To explain the entire technological history of the car would be quite difficult; therefore, a focus on car repair will give a limited scope in which the causes of technological evolution can be explored. Technological change has created the car as we know it today, but the question is why? Through what circumstances has the car gone from a simple steam powered cart to the computerized, GPS located vehicles that we know today?
One aspect central to the study of technological change is control. The industry concerned with repairing vehicles has always had some level of control over the repair of cars. At the same time, there has always been the tinkerer and do-it-yourselfer. Car engines have been an object of fascination since their inception, and they were originally much less technically complex, giving the everyday person the potential to learn the craft of automotive repair.
Different movements in the technological evolution of the automobile have involved a movement toward complexity and the locking out of the everyday car owner from the process of maintenance and repair. Vehicle repair is becoming more about specialized knowledge and access to software than the tinkerer, who has become relegated to the status of “consumer”. Why has this trend affected different aspects of vehicle design? The answer is complicated; it involves everything from simplifying controls to meet consumer demand to the emergence of digital technology.
One trend in the evolution of the car is the simplification of controls, even at the expense of making the internal mechanisms more complex. Cars that were previously started via a crank mechanism were followed by cars that could be started from the inside. Currently, cars are made to start at the push of a button. However, the starting mechanism itself, from the transition from crank to button, has itself become more mechanically complex.

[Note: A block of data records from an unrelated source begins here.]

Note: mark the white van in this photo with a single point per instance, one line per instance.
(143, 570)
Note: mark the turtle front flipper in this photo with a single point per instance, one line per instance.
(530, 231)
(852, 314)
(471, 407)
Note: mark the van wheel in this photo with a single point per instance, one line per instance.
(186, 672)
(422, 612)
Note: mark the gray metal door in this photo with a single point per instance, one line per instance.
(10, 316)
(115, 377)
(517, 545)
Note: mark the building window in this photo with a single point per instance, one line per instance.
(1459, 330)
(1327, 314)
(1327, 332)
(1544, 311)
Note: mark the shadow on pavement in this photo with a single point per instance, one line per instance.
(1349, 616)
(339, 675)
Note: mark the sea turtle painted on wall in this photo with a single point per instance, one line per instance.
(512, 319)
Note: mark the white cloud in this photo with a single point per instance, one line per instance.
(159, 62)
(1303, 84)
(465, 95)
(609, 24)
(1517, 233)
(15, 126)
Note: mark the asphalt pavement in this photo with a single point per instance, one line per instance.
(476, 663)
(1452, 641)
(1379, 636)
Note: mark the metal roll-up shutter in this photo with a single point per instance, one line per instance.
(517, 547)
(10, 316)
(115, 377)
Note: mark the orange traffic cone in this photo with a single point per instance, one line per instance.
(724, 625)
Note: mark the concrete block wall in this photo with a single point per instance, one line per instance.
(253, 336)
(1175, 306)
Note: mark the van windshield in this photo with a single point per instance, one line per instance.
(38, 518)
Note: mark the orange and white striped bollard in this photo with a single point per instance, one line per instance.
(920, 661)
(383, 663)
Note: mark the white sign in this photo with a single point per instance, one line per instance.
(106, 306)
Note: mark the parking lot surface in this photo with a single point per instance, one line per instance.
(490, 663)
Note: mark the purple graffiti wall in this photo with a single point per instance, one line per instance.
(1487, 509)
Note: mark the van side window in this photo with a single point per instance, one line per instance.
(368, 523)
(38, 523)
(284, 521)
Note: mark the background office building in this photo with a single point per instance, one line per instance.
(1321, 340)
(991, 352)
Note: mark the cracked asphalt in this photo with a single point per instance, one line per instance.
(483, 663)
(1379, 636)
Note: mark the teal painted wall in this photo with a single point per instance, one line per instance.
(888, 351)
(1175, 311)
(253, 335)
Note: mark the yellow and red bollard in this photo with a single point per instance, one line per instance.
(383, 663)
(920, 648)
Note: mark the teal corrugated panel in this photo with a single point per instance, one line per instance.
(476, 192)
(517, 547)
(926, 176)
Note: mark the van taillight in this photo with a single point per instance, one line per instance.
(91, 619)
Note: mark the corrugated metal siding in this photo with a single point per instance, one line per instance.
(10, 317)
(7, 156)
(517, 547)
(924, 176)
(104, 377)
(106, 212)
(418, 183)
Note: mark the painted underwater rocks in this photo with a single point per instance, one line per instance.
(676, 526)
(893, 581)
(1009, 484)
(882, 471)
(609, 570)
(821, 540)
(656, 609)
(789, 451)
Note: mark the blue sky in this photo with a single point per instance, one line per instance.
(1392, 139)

This has an effect on car repair, necessitating ever more specialized technical knowledge of car repair workers.
Another trend affecting the body of knowledge of car repair workers is the increasing encroachment of computers into cars. Cars are increasingly software powered. This is part of the larger technological trend of digitization. Mechanical and analog processes are substituted by digital solutions whenever possible.

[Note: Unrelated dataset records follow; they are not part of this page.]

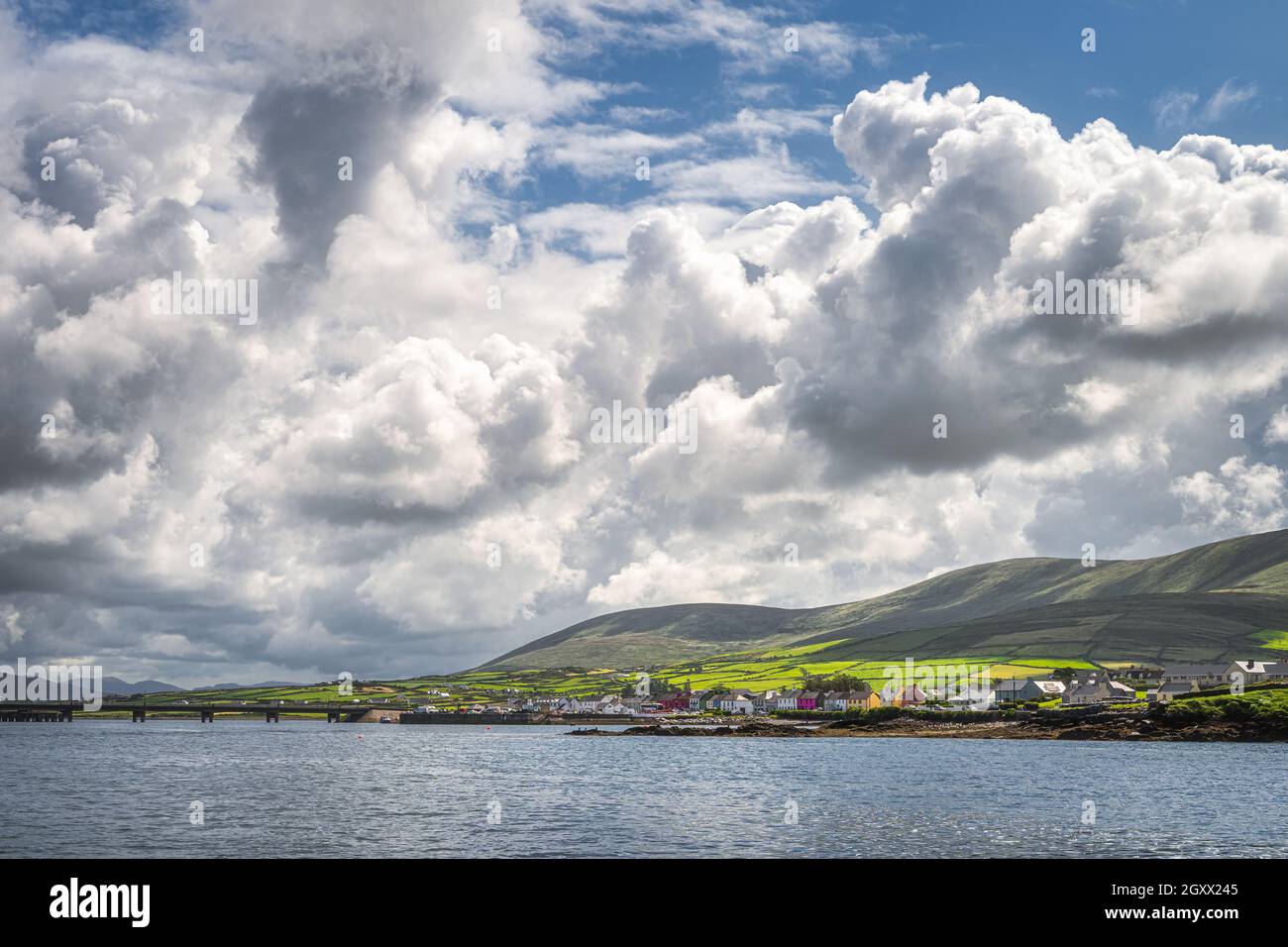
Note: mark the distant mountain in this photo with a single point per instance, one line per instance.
(1216, 600)
(115, 685)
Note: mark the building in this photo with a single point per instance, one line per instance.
(862, 699)
(1163, 693)
(1029, 689)
(1098, 690)
(732, 701)
(1257, 672)
(1203, 676)
(970, 697)
(787, 699)
(909, 696)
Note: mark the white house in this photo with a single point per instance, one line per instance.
(1163, 693)
(1099, 690)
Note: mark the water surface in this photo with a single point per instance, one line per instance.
(296, 789)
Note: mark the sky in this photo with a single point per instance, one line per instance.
(814, 232)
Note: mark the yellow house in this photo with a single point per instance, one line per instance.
(862, 699)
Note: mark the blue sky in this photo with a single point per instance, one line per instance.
(349, 460)
(1146, 54)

Car repair has become just as much about software as it has about hardware. Much of this software is proprietary, meaning that it is designed so that only licensed dealers have the knowledge and ability to repair it. The problem this causes is that people can no longer work on their own vehicles, and in fact, doing so would break laws such as the Digital Millennium Copyright Act that makes it illegal to tamper with or modify proprietary software.
As repair becomes more and more specialized, requiring more technically skilled and trained workers, it will become more important for automobile repair shops to be licensed by car companies and dealership repair will likely grow in its control over the process of repair. The digitalization of cars and their control will likely continue as technology further develops.